Ideation Challenge: Data

In July 2017, Translational Innovator issued a data ideation challenge: “Good Questions Meet Big Data.” Applicants were asked to identify a human health problem that might be resolved using big data and a computational solution. Entries were required to be problems that could be addressed with clinical and translational research in areas such as diagnostics, therapeutics, public health, technology, or outcomes.

A total of $10,000 in prizes were awarded to 10 winners.

Data Ideation Challenge Prize Winners

Optimizing Antibiotic Therapy Through Machine Learning Models

Winner: Sanjat Kanjilal

Antimicrobial resistance (AMR) is among the most challenging problems facing modern medical care and is associated with increased morbidity, mortality and economic costs. In addition to reducing unnecessary prescriptions, an important part of preventing AMR is optimizing the use of existing antibiotics. While national guidelines and antibiotic stewardship programs provide general guidance on the management of many infectious syndromes, they are not personalized to the history and exam of a given patient and do not explicitly account for the impact of their recommendations on the future development of AMR in the patient. We propose to apply machine learning algorithms to the problem of antibiotic treatment optimization on a cohort of patients who presented with bacterial infection over an 18-year period in Boston at the Massachusetts General Hospital and the Brigham & Women’s Hospital.

Our first objective is to estimate the probability that a patient presenting with the signs and symptoms of an infection has a pathogen that is resistant to a set of common antibiotics. We generate a representation of each patient that captures their risk factors for AMR, immune status and most likely infectious syndrome and then train a set of machine learning models including deep neural networks to predict their likelihood of resistance given an infectious syndrome. We will compare our results to traditional logistic regression models.
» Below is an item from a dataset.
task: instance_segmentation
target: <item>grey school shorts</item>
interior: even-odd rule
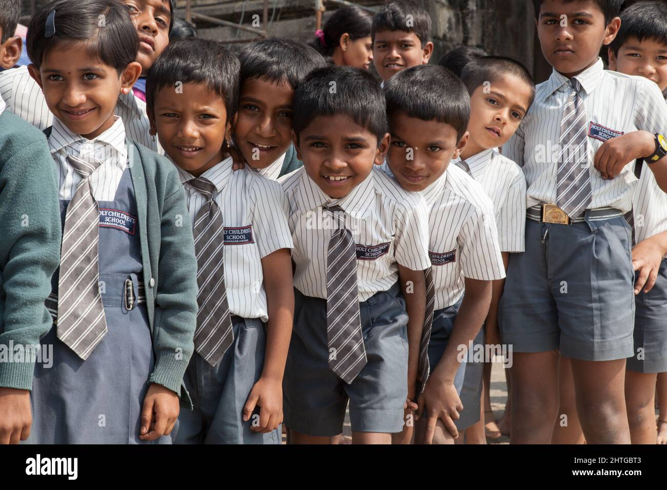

Our second objective is to estimate the impact of antibiotic treatment on the likelihood of AMR at a future date. We limit our predictions to one, three and six months post-treatment. Using the patient representations generated by our first model, we will produce estimates that account for missing data through multiple imputation and use propensity scores to account for confounding by indication. Our outcome fills an important gap in clinical practice by helping providers choose the antibiotic treatment that is least likely to result in an antibiotic resistant infection in the future.

The activities described in this proposal represent the first attempt at applying machine learning models to this important clinical problem and have the potential to significantly change clinical practice in outpatient and inpatient settings. Future work will focus on expanding our datasets and using our models as the basis of a clinical decision support tool to provide real-time personalized antibiotic treatment recommendations.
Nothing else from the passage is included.